Jova Beach Party: ambientalisti sul piede di guerra
Le associazioni ambientaliste Lipu, Italia Nostra, Marevivo, StorCal e Rifiuti Zero sono firmatarie di una nota nella quale esprimono perplessità sul "Jova Beach Party", che avrà luogo il 12 e 13 agosto sulla spiaggia di Roccella Jonica.
Non è la prima volta che vengono sollevate delle ombre sull'evento per via dell'impatto sul paesaggio e per l'assenza delle necessarie condizioni di sicurezza. L'obiettivo di Jovanotti è quello di organizzare una festa e di lasciare la location nell'esatto stato in cui la si è trovata e, qualora si sia resa necessario un qualsiasi adattamento dell'ambiente alle esigenze organizzative, provvedere poi al ripristino dello stato dei luoghi.
C'è chi storce il naso di fronte a una dichiarazione di intenti molto complicata da rispettare. Questo perché le spiagge non sono agglomerati di sabbia senza vita, ma ecosistemi con piante e animali. Per cui una trasformazione seppur temporanea di queste aree e una presenza così massiccia di cose e persone rischierebbero di comprometterne l'equilibrio. Ecco alcuni passaggi della nota delle associazioni ambientaliste: "Il luogo scelto per lo spettacolo non è un'area protetta, né tanto meno quest'anno sono state rilevate, finora, nidificazioni di Fratino e di Tartaruga marina, le due specie che normalmente si riproducono nell'area scelta per lo spettacolo. Le autorizzazioni sono state concesse ed è quindi tutto legale e regolare. Via alle ruspe, dunque, per lo sbancamento e il livellamento della spiaggia, ed alla sistemazione del villaggio, grande pressappoco quanto tre campi di calcio, delle luci e di tutto il necessario. L'area ionica reggina in cui è in programma il concerto è, però, è tra le più vocate per ospitare le due specie a rischio di estinzione. Per vivere e riprodursi hanno bisogno della spiaggia".

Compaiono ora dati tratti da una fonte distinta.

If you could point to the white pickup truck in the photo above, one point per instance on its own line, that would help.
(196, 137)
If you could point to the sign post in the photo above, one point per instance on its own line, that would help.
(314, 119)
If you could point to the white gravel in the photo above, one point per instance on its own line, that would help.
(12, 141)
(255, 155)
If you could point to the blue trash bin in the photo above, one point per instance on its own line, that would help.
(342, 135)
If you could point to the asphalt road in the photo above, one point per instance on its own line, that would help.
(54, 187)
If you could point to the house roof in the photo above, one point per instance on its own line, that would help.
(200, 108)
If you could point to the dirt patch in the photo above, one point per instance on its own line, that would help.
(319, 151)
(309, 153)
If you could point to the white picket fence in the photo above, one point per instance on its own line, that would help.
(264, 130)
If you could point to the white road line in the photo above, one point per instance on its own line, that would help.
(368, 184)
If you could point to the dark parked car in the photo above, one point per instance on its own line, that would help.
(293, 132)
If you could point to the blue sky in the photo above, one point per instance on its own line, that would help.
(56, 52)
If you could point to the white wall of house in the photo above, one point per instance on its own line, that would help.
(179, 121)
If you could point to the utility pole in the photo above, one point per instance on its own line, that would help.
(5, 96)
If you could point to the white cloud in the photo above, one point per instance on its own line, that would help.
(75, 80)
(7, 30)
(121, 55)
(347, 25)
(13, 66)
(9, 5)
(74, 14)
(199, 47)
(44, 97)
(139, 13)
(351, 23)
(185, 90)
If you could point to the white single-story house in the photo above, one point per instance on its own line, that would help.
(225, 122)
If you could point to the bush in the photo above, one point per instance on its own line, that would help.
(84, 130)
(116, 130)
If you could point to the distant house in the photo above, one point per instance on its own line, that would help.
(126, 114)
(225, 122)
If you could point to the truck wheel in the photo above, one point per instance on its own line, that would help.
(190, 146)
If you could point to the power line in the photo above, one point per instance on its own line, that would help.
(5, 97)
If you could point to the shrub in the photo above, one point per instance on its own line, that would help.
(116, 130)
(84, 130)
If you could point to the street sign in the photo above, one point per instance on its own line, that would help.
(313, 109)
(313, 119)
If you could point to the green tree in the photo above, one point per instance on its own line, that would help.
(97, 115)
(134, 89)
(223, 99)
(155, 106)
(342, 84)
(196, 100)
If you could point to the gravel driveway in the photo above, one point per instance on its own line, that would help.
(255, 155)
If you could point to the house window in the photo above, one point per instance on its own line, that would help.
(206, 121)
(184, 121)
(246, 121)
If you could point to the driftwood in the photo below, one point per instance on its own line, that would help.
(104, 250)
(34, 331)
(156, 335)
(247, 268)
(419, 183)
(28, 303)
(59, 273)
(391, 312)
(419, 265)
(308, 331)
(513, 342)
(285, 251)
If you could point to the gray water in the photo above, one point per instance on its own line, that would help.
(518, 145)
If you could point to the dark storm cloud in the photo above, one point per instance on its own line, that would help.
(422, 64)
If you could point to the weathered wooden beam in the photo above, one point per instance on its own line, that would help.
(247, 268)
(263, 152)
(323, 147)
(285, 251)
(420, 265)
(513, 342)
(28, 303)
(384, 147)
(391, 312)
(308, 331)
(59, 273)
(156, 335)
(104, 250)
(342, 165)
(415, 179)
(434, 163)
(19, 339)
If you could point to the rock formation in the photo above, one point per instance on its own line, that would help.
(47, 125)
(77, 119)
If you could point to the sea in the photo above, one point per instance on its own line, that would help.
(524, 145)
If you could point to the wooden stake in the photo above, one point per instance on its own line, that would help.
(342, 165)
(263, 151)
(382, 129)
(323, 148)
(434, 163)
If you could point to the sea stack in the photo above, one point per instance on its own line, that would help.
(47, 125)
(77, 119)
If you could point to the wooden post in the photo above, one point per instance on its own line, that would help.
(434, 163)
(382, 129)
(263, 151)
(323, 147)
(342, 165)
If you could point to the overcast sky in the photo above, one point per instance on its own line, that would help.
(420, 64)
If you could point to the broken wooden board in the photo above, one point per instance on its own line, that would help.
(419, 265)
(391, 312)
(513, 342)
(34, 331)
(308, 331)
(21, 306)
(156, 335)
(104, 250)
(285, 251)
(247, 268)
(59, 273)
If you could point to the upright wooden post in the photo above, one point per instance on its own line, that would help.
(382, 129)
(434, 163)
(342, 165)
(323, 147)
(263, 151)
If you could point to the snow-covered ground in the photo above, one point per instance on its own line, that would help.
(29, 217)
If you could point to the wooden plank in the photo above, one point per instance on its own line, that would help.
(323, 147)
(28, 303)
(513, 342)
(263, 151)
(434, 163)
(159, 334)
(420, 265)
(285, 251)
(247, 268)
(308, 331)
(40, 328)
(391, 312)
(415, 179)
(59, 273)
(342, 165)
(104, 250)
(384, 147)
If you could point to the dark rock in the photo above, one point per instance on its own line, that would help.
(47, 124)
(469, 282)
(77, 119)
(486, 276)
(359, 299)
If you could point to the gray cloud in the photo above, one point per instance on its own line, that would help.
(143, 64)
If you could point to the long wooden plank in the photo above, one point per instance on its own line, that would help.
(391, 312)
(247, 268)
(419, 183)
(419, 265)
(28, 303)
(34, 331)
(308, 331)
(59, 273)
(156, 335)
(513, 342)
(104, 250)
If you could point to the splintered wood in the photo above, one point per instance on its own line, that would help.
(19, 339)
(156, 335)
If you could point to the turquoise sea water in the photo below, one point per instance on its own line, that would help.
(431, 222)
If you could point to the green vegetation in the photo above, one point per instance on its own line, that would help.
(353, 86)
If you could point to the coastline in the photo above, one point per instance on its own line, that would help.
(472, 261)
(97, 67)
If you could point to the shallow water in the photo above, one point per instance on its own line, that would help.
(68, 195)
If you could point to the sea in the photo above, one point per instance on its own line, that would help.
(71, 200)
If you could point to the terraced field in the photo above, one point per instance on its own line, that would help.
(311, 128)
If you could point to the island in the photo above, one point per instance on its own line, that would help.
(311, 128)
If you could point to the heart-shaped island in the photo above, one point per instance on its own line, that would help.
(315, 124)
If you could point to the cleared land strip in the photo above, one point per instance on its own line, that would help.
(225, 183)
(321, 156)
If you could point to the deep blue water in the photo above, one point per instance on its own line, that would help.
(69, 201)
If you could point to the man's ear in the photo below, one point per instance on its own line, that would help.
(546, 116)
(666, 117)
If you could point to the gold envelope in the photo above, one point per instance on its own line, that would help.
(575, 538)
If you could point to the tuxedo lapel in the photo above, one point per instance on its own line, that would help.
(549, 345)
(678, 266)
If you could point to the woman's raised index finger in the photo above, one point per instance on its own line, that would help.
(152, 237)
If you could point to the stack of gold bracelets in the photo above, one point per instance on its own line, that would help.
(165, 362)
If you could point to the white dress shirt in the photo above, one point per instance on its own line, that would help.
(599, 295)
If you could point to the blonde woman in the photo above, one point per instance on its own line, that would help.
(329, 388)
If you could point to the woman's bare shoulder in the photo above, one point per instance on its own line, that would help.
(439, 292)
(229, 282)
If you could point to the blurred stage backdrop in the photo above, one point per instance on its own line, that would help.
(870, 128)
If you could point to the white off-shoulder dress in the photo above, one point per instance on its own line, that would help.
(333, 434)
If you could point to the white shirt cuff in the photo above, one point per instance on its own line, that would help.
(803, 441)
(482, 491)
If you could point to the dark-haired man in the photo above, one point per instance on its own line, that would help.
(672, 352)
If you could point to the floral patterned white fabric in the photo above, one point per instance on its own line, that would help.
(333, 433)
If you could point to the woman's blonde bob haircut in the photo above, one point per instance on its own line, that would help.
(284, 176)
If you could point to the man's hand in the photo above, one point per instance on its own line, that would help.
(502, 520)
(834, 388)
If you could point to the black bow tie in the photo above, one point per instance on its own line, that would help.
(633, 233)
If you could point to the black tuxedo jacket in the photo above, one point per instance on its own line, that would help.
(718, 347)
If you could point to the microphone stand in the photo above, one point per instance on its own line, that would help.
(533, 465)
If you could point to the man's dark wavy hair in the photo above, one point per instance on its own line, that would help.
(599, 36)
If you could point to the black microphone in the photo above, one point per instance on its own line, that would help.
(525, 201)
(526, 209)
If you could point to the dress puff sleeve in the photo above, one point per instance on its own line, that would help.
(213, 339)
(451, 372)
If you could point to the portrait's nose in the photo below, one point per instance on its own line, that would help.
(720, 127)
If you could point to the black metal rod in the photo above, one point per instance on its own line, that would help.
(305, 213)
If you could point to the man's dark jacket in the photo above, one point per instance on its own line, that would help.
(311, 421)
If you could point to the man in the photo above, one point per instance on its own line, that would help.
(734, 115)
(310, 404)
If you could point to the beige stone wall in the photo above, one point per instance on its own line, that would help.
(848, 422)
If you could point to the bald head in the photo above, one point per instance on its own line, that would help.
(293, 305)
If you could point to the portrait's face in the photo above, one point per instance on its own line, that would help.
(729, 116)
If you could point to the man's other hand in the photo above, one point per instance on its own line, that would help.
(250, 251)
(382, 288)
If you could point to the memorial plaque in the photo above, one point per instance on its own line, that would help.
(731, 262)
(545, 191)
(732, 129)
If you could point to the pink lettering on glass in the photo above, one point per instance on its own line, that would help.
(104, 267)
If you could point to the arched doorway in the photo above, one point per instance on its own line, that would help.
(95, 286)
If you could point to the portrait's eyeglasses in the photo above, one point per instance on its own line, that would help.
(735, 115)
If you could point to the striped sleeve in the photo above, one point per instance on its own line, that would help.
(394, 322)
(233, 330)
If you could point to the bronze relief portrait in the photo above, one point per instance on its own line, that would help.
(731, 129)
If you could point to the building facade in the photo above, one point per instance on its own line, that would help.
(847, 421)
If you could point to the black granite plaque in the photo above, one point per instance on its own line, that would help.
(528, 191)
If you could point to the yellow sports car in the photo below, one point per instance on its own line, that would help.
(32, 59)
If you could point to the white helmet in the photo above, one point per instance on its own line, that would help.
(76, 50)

E proseguono: "Spiagge e litorali sono ambienti fragili e dinamici ed importanti aree di transizione tra la terraferma e il mare. Movimentare migliaia di metri cubi di sabbia per rendere fruibile la spiaggia a migliaia di persone, oltre a distruggere dune, piante pioniere ed ecosistemi diversi, è pericoloso per la stabilità dell'arenile".
"Gli organizzatori sostengono che tutto sarà riportato come prima. Ma questa è una menzogna, come del resto è stato dimostrato in altri siti coinvolti da passaggio del Jova Beach party. In molti casi il danno sarà irreversibile. Per tali motivi chiediamo l'introduzione al più presto di norme che vietino pratiche pericolose e ingiuste, dal momento che esistono luoghi storicamente deputati allo svolgimento di spettacoli come quello di Jovanotti come stadi e arene".
Il Jova Beach Party non è un rave e non e neppure il festival di Woodstock del 1999, ma non si può ignorare che la contemporanea presenza su una spiaggia di decine di migliaia di persone, di strutture e attrezzature, di un mega palco e di tanto altro ancora renda concreta la possibilità di modificare quei luoghi per sempre.